Cleveland: The Crumbling Franchise

The Cleveland Cavaliers are quickly becoming the laughing stock of the NBA. Oh, pardon me, they already are the laughing stock of the NBA. Boasting the worst record in the league with a laughable 12 wins, the Cavs have managed to go from being playoff contenders with a potential title in their future to the D-League rejects in less than a year. During their forgettable 26-game losing streak, fans created viral websites like this one dedicated to mocking the struggling franchise.

The question is: what should be done? From a public relations standpoint, the team is flailing hopelessly. The citizens of Cleveland are still supporting their team, but many of them are diehard Cavs fans purely out of anger towards LeBron James. The franchise is surviving more on negative energy than on anything positive. It is time for one of two things: either a new image that does not rely on the backlash of LBJ’s decision, or relocation of the franchise.

So as not to make Cleveland a less desirable city, the Cavs would be best suited by the first of these two suggestions. Let’s take a look at some past franchises that dealt with similar situations. When Shaquille O’Neal left LA, the publicity shifted to Kobe Bryant. When Carlos Boozer left Utah for the Bulls, the franchise moved its attention to Deron Williams. Instead of focusing on the negative effects of the trades, the teams chose to react positively and focus on themselves rather than the players that left them.

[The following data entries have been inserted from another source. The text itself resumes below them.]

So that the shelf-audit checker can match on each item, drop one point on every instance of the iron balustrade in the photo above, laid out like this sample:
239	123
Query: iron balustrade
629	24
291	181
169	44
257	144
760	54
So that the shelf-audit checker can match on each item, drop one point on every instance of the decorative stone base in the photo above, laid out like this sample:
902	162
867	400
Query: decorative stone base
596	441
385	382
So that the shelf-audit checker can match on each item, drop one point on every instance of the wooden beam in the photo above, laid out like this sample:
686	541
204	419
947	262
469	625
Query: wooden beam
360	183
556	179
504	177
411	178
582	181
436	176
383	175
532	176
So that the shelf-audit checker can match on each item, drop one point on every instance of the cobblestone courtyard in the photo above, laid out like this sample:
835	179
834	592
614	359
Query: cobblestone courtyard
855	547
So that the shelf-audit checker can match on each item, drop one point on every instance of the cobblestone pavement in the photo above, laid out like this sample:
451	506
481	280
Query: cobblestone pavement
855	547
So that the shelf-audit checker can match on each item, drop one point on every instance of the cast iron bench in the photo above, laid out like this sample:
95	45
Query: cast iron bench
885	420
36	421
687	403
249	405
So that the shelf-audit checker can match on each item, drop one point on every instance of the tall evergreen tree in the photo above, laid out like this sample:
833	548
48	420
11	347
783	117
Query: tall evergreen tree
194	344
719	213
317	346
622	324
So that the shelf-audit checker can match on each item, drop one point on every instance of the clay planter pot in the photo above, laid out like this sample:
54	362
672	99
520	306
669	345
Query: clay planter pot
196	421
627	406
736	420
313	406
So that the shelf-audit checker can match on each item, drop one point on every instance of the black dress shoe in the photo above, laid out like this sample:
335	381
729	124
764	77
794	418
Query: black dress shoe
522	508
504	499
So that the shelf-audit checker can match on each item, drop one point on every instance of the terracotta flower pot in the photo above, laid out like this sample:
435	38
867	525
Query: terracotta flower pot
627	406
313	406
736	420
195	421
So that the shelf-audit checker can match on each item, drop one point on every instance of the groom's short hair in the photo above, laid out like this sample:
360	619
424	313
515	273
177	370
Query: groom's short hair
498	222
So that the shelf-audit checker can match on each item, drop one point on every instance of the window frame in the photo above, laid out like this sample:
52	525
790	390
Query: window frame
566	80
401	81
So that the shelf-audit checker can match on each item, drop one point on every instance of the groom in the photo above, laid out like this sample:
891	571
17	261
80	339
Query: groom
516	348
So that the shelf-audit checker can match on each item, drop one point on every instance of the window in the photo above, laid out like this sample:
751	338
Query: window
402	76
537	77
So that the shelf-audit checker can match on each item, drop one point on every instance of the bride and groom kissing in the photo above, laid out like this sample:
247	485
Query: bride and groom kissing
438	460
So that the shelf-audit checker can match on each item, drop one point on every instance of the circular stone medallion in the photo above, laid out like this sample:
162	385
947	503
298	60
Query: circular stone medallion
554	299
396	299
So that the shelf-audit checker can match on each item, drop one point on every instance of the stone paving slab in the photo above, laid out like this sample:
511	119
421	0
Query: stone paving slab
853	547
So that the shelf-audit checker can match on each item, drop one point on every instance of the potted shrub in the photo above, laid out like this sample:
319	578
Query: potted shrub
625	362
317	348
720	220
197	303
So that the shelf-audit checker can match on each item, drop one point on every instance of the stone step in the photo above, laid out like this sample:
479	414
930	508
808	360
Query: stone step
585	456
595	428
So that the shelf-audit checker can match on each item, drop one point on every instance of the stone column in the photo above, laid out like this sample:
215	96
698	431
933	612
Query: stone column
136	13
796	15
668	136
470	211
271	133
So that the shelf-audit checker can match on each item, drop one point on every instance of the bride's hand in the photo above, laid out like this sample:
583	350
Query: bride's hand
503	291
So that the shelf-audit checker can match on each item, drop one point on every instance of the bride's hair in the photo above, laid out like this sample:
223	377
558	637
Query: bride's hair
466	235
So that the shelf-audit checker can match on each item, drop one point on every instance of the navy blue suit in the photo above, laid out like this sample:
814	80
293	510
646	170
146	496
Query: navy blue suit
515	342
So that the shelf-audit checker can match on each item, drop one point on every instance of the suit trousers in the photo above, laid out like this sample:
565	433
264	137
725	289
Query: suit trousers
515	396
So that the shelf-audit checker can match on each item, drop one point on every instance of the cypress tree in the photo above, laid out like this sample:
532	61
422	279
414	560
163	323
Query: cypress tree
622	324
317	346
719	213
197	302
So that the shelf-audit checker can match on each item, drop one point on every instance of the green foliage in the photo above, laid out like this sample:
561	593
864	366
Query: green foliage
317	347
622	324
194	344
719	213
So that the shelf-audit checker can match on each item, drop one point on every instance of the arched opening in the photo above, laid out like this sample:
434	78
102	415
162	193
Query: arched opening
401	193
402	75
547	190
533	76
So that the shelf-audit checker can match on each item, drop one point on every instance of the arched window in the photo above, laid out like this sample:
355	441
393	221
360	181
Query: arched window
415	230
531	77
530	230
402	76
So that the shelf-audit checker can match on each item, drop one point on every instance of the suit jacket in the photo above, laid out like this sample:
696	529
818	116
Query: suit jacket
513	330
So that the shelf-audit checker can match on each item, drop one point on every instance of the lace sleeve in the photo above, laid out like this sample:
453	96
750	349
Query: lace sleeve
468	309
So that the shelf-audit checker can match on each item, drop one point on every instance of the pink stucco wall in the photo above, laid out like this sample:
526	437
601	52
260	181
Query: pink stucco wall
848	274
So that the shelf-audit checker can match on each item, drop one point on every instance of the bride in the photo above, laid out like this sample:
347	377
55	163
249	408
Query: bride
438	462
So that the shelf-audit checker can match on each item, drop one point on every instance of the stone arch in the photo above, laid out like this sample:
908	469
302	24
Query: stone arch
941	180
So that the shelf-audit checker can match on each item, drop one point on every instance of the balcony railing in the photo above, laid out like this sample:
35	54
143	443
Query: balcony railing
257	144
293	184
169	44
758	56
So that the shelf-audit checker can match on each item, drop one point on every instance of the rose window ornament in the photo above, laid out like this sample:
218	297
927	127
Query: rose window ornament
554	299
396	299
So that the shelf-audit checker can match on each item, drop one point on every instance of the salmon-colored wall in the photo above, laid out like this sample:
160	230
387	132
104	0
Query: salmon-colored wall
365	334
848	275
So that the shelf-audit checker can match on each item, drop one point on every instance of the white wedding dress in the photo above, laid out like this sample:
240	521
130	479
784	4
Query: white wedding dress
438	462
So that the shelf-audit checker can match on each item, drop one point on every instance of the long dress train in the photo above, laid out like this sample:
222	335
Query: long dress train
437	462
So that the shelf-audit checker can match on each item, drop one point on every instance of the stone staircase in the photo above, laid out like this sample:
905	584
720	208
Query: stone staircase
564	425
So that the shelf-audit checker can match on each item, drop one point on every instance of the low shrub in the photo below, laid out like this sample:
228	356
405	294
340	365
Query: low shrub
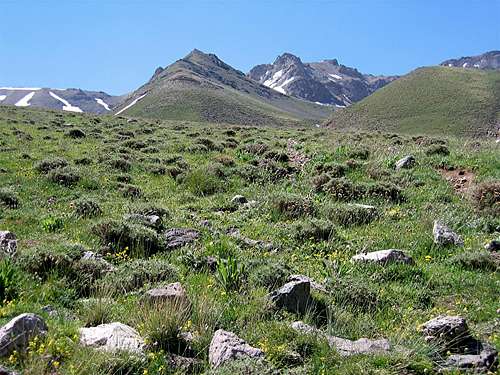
8	198
46	165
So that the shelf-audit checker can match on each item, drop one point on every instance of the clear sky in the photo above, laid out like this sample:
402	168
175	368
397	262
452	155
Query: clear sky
115	45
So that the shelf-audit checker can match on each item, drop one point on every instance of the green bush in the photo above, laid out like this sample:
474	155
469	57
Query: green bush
86	207
66	176
118	235
8	198
137	273
46	165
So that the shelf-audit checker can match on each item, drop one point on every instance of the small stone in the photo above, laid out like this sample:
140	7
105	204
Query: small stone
112	337
239	199
179	237
493	245
294	296
383	257
445	236
405	163
226	346
17	333
8	244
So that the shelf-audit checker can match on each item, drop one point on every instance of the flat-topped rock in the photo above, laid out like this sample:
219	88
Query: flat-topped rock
112	337
383	257
8	243
445	236
294	296
226	346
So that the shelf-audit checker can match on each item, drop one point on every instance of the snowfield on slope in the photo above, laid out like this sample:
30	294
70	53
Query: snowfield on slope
66	107
25	101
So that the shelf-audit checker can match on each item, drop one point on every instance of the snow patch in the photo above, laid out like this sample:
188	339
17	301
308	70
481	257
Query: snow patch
25	102
272	81
131	104
101	102
21	88
66	107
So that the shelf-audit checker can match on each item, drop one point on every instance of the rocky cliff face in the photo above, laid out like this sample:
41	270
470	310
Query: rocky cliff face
325	82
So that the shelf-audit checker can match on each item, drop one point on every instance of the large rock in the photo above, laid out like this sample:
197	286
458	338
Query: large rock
17	333
405	163
179	237
112	337
383	257
174	293
343	346
226	346
448	332
444	235
8	243
483	361
294	296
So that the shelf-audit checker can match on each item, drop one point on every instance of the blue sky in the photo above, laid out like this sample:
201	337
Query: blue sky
115	45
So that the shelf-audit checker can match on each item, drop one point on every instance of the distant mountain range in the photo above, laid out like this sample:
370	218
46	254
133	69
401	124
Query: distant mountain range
71	100
201	87
486	61
325	82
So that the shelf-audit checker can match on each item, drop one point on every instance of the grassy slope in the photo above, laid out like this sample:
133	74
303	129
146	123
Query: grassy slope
436	100
366	301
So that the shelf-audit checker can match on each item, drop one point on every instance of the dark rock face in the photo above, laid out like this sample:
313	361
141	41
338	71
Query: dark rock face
486	61
294	296
17	333
324	82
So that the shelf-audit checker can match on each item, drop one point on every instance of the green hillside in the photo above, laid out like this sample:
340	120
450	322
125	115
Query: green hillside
201	87
435	100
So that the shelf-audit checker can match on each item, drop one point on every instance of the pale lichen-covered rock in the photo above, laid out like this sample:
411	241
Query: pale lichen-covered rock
112	337
226	346
383	257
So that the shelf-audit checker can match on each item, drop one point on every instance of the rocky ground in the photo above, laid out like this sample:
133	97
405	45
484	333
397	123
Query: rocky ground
140	247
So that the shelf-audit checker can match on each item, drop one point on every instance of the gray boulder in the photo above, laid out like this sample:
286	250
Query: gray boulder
383	257
405	163
484	361
226	346
294	296
112	337
343	346
174	293
179	237
17	333
448	332
239	200
444	235
8	243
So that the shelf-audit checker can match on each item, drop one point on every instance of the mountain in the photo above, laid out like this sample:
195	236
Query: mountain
325	82
433	100
201	87
486	61
71	100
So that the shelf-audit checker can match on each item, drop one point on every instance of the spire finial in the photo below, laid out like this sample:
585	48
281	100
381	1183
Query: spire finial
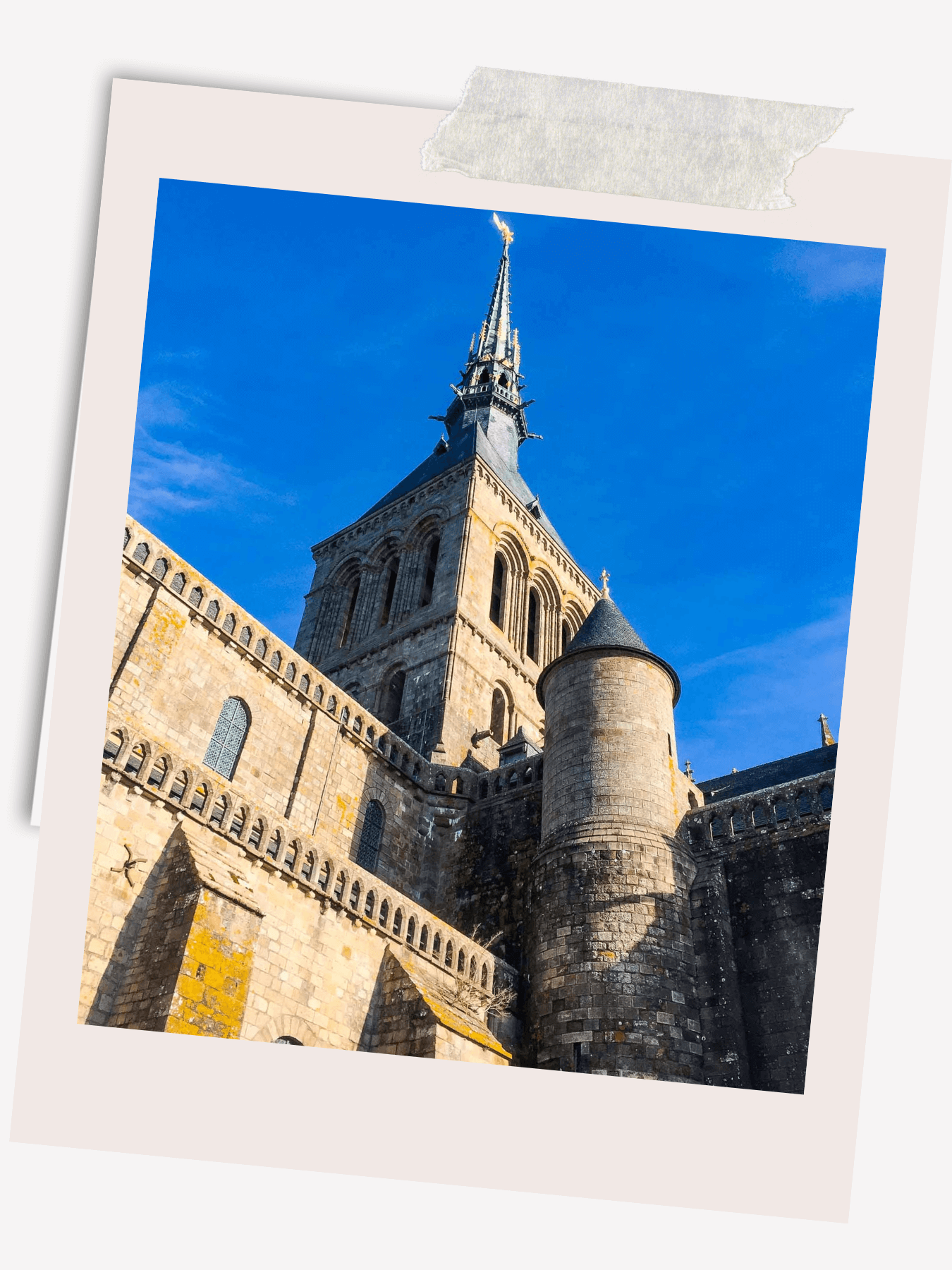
504	230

This is where the Cavaliers’ problem lies. Some may say that any press is better than no press—that is not the case. Negative press, which is what the Cavaliers have relied on since “the decision”, is slowly killing the team. The potential here for some positive, grassroots public relations is huge. The first step to rebranding the Cleveland Cavaliers is to ignore the LBJ situation. It happened a year ago—let go, Cleveland! By using PR to turn the negatives into positives, the team can recreate itself. Yes, LBJ left—it’s business. But look at everyone who stayed, and how they stuck together through the low points. That is where public relations for the Cavs should focus. By giving the franchise an identity as a whole, rather than individual units, Cleveland will be more of a family rather than a business franchise.